Zum Himmel

»Wo ist der blaue Himmel?« Diese Frage prangte auf mehrfarbigen Flyern, die am Sonntagnachmittag auf dem Alexanderplatz an verwunderte Passanten verteilt wurden. Schließlich war der Himmel über Berlin an diesem Tag sehr blau. Doch das schien die etwa 250 Menschen, die sich zum »globalen Marsch gegen Chemtrails und Geo-Engineering« getroffen hatten und vom Alexanderplatz aus in Richtung Reichstagsgebäude zogen, nicht weiter zu irritieren.
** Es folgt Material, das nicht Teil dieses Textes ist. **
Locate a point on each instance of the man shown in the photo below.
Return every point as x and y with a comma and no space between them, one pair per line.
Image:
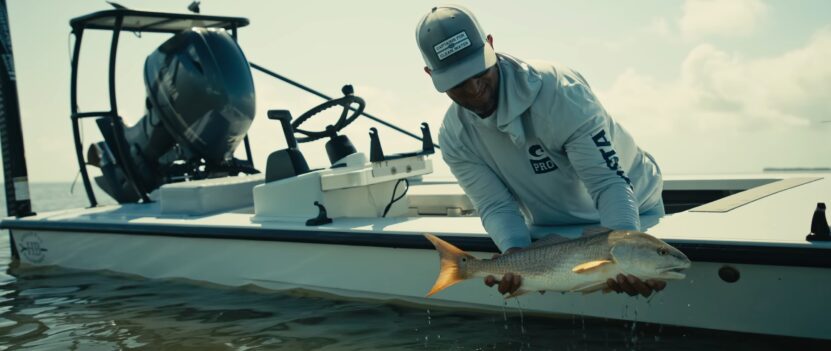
530,144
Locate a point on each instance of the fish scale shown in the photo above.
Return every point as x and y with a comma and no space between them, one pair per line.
583,264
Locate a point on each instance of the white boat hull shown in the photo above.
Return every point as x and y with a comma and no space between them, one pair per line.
778,300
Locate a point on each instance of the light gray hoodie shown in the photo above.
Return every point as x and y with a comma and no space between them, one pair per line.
551,151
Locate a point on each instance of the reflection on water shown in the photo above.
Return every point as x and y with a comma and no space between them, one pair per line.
58,309
52,308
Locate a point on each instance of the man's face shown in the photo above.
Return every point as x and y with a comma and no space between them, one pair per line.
479,94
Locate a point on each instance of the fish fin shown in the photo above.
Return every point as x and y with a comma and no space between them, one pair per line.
550,239
517,293
590,288
595,230
449,256
590,266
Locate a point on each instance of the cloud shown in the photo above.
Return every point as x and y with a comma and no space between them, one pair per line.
726,18
719,90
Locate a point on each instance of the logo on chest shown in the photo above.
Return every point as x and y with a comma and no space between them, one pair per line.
540,163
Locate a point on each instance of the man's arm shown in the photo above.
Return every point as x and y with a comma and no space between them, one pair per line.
496,206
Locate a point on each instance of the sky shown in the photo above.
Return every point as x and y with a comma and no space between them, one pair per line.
707,87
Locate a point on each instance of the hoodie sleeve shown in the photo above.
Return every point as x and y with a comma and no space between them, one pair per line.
590,147
497,208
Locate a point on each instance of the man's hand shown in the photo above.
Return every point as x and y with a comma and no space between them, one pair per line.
510,282
632,285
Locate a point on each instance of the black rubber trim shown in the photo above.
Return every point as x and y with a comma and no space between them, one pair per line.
737,254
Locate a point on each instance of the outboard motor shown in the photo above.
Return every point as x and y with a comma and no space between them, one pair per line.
200,104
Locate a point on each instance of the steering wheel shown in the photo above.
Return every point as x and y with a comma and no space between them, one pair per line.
346,102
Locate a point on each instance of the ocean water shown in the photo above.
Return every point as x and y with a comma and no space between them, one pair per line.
58,309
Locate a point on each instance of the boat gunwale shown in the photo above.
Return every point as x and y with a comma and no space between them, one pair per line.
744,253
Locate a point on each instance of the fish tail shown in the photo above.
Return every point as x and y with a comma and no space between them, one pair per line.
450,256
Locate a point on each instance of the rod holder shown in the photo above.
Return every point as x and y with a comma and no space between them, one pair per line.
819,225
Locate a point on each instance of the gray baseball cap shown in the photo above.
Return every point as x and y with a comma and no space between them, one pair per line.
453,45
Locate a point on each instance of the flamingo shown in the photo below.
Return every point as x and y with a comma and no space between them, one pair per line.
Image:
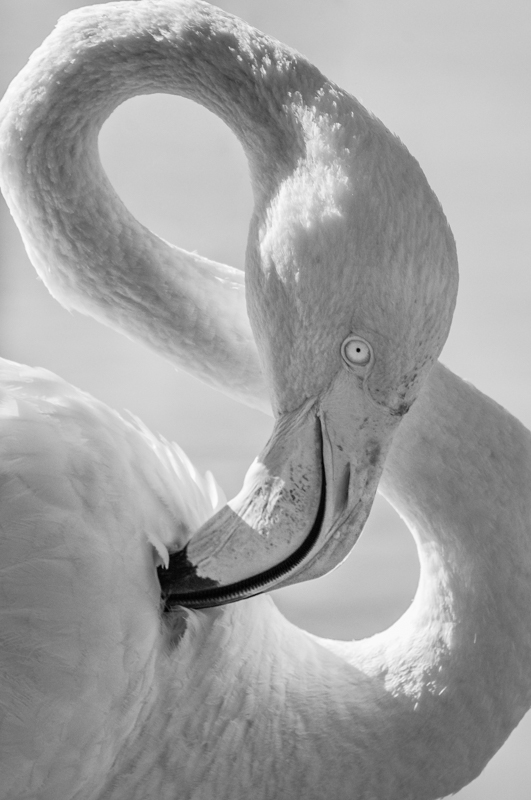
351,280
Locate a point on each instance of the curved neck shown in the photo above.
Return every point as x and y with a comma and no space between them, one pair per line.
416,711
92,254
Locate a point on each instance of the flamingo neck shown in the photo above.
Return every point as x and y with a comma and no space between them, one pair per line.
416,711
89,250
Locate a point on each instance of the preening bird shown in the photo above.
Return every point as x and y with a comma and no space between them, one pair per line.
128,671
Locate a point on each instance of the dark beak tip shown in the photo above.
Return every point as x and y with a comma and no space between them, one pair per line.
180,580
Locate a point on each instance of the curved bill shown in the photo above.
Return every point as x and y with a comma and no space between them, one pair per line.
301,509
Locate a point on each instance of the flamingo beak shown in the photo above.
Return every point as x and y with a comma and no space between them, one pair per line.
302,507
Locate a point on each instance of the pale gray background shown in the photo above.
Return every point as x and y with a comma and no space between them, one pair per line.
452,79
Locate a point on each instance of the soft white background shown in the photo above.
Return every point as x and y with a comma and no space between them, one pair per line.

Dass Flugzeuge Gift versprühen, um die Bevölkerung zu reduzieren, ­gehörte, wenn man den Sprüchen auf Flyern und Transparenten glaubt, zum festen Glauben vieler Teilnehmer. Ein Mann, der in der Uniform eines Flugzeugkapitäns erschienen war, zog einen Rollkoffer hinter sich her. Immer wieder blieb er stehen, um seine mit weißen Handschuhen geschützte Hand gen Horizont zu strecken. Wieder habe ein Flugzeug seine giftige Spur hinterlassen, lamentierte er. Von den Teilnehmern wurde er dafür mit Applaus bedacht und als mutiger Pilot bezeichnet. Viele von ihnen trugen ebenfalls weiße Handschuhe und einen Mundschutz. Denn neben Chemtrails fühlten sie sich auch von »Nano, Strontium, Lithium, Phosphor, Pilzen und Bakterien« bedroht, wie es auf einem Transparent hieß. Impfgegner waren ebenso willkommen wie Personen, die die Existenz von Aids bestreiten. Auch Anhänger der rechtsesoterischen »Reichsbürger-Union« beteiligten sich am Marsch. Auf einem Flyer wurde die Website staatenlos.info beworben, auf der die »geistige Besetzung« nach dem Waffenstillstand von 1945 beklagt und vor der Umwandlung der »Heimat in eine EU-Kolonie« gewarnt wird. Nicht willkommen war hingegen eine Gruppe von Teilnehmern, die sich mit Aluminiumhütchen auf dem Kopf vor Strahlen schützen wollten und »Chemtrails, Chemtrails« skandierten. Sie wurden auf Wunsch des Veranstalters von der Polizei abgedrängt – dabei waren sie die einzigen, die etwas Leben in den Schweigemarsch gebracht hatten.